While diabetes mellitus can affect anyone, certain races and ethnicities have a higher prevalence compared to others. According to the National Institute of Diabetes and Digestive and Kidney Diseases (NIDDK), the following groups have a higher risk of developing type 2 diabetes:

  • Native Americans: Among Native Americans, including Winnebago individuals like C.B., the prevalence of diagnosed diabetes is roughly 2.4 times higher than non-Hispanic whites.
  • Black Americans: Black Americans have a 1.2 times higher risk compared to non-Hispanic whites.
  • Hispanic Americans: Hispanic Americans have a 1.7 times higher risk compared to non-Hispanic whites.
  • Asian Americans: While the overall risk varies among Asian American subgroups, some groups like Pacific Islanders have a significantly higher risk compared to non-Hispanic whites.

Full Answer Section

 

 

Signs and Symptoms in C.B. Compatible with Diabetes Mellitus Type 2:

  • Polydipsia (increased thirst): C.B. reports being very thirsty lately, which is a classic symptom of high blood sugar levels.
  • Polyuria (increased urination): She also mentions getting up more often at night to urinate, another classic symptom of diabetes.
  • Unexplained weight gain: Her significant weight gain, especially in the recent months, can be linked to uncontrolled diabetes.
  • Neuropathy (nerve damage): Weakness and numbness in her foot can be a sign of nerve damage caused by chronic high blood sugar.
  • Previous high blood sugar and cholesterol levels: Her past blood sugar and cholesterol readings, although not recent, raise concerns for potential underlying diabetes.

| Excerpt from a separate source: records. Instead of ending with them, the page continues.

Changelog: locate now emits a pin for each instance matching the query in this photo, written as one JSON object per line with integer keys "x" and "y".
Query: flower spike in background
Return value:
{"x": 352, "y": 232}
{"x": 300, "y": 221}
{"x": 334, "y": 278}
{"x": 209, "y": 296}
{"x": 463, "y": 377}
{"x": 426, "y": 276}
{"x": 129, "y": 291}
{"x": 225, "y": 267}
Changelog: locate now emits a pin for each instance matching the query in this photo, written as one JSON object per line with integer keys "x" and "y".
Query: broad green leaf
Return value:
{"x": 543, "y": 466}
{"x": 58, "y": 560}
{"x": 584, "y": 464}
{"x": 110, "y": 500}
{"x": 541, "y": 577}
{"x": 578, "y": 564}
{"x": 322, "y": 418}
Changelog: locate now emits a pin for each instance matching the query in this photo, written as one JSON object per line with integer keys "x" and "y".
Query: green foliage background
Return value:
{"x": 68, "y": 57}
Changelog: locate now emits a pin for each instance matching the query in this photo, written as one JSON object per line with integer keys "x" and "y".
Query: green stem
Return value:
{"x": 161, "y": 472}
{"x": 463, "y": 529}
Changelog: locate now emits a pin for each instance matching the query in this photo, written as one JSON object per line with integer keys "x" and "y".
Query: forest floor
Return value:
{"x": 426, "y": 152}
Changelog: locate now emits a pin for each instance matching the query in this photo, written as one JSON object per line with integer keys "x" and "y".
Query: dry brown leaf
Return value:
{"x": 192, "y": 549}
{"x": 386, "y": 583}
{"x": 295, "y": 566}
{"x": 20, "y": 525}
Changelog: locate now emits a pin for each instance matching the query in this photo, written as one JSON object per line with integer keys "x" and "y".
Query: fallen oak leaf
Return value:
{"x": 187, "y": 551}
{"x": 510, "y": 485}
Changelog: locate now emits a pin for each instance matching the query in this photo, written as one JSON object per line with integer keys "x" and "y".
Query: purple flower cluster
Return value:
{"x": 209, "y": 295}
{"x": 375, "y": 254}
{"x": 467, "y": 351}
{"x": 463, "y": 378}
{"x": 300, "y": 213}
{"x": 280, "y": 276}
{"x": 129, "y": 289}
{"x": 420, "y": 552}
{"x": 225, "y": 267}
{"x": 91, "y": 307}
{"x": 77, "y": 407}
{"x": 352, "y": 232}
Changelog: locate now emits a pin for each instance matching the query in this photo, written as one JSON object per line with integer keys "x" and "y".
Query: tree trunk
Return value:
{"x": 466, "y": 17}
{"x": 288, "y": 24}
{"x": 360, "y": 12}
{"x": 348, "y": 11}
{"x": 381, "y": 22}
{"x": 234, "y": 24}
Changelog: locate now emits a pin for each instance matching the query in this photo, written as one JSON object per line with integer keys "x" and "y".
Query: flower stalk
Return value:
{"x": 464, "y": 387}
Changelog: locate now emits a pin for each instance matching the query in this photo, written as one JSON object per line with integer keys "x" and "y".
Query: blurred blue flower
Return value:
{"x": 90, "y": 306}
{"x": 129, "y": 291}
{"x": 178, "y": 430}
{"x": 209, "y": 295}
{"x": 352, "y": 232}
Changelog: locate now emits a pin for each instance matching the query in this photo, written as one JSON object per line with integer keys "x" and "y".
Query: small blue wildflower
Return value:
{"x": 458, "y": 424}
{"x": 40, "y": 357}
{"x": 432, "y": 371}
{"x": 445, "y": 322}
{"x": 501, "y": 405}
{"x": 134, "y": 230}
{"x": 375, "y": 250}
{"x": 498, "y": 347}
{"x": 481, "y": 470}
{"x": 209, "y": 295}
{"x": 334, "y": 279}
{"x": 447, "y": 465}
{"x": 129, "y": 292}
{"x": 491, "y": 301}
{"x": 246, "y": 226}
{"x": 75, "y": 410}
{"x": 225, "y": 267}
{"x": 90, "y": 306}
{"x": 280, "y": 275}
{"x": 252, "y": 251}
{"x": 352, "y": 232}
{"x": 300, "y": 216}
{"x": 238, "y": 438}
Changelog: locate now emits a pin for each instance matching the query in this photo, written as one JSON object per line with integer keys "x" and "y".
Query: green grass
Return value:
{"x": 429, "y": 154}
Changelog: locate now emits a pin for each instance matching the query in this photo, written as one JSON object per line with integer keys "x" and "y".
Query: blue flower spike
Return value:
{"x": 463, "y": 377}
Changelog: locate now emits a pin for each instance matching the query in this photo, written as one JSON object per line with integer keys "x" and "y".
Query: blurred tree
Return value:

Glycemia and Bacterial Pneumonia:

If C.B. develops bacterial pneumonia, her blood sugar levels (glycemia) are likely to increase significantly. This happens due to several reasons:

  • Stress hormones: During an infection, the body releases stress hormones like cortisol, which can elevate blood sugar levels.
  • Decreased insulin sensitivity: Illness can make the body less responsive to insulin, leading to higher blood sugar levels.
  • Increased glucose production: The body might produce more glucose for energy during illness, further contributing to hyperglycemia.

Therefore, it’s crucial to closely monitor C.B.’s blood sugar levels if she develops pneumonia and adjust her insulin or other medications accordingly.

Recommended Therapy for C.B.:

Given C.B.’s symptoms and risk factors, it’s highly recommended that she undergoes a comprehensive diabetes diagnosis, including blood sugar tests and other assessments. Once confirmed, treatment would focus on both non-pharmacological and pharmacological approaches:

Non-pharmacological:

  • Lifestyle changes: This includes adopting a healthy diet, regular physical activity, and weight management. A registered dietitian and an exercise specialist can help her create personalized plans.
  • Blood sugar monitoring: Regularly monitoring her blood sugar levels helps understand how her body responds to food, exercise, and medications.
  • Diabetes education: Learning about diabetes self-management is crucial for her long-term well-being.

Pharmacological:

  • Oral medications: Depending on the severity of her diabetes, oral medications like metformin might be prescribed to help her body use insulin more effectively.
  • Insulin therapy: If oral medications are insufficient, insulin injections might be needed to directly control blood sugar levels.

It’s important to remember that this is just a general overview, and the specific treatment plan for C.B. should be determined by a qualified healthcare professional after a thorough examination and assessment.

Please note that I am not a medical professional, and this information should not be taken as a substitute for professional medical advice. Always consult with a qualified healthcare provider for diagnosis and treatment of any medical condition.